Certificate fingerprints:

SHA1: 12:A9:CD:9B:61:2F:34:2F:8B:1B:5F:43:D4:AB:6E:14:FD:08:16:29

SHA256: 99:7E:86:71:CD:34:33:64:D1:5E:EE:3C:7D:CB:0F:4C:27:27:AC:76:36:FD:22:CD:C1:F1:AE:63:E8:49:24:5F

Signature algorithm name: SHA256WITHRSA   <-----------------

Subject Public Key Algorithm: 2048-bit RSA key <-----------------

Version: 3

*******************************************

*******************************************

Can I roll back? 

Yes, if you self-update and run into issues, you would be able to roll back to the previous version of their CloudHub 1.0  application in the Application Manager UI or the API.

Is there an exception process for the auto-updates? 

No. There will be no customer exception in this process.

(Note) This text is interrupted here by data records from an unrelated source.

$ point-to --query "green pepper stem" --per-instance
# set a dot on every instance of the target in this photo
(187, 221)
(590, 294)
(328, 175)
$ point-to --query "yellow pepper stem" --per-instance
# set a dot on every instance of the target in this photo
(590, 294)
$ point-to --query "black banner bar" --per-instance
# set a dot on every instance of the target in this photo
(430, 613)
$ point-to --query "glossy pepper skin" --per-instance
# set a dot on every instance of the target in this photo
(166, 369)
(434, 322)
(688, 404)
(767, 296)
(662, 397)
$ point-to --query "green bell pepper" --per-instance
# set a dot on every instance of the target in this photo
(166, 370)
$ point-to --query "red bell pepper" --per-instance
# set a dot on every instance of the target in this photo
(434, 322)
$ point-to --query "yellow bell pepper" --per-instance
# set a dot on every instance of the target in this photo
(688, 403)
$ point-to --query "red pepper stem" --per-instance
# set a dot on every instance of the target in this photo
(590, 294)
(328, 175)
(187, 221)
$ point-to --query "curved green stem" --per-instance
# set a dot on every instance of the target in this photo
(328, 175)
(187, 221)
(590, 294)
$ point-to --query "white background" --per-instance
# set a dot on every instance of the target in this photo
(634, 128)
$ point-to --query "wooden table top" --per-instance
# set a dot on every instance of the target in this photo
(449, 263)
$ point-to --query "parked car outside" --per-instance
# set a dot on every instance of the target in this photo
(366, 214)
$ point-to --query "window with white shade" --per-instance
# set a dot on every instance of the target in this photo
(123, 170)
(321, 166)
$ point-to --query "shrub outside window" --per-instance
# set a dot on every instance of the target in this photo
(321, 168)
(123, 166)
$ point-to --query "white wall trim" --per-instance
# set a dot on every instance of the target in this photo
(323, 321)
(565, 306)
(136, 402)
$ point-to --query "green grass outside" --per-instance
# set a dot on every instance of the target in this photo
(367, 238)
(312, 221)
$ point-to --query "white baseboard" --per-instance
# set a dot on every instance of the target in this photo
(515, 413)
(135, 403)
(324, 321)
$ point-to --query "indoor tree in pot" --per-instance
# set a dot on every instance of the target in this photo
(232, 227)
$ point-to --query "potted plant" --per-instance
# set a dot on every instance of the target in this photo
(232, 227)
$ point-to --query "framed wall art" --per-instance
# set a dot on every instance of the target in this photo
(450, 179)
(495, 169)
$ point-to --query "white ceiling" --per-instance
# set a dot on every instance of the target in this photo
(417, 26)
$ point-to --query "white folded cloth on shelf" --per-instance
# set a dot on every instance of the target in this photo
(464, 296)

Can I opt out of this DLB upgrade?

Unfortunately, we can not delay the upgrade to your DLBs past the deadline because of technical dependencies that could impact the reliability of your DLBs.  If you have not proactively upgraded your DLBs by the deadline they will be automatically upgraded.

Does this update impact Hybrid Standalone customers ?
No, the FIPs enforcement on the 4.3, 4.4, and 4.6 runtimes is only applicable to the runtimes that are deployed in Cloudhub.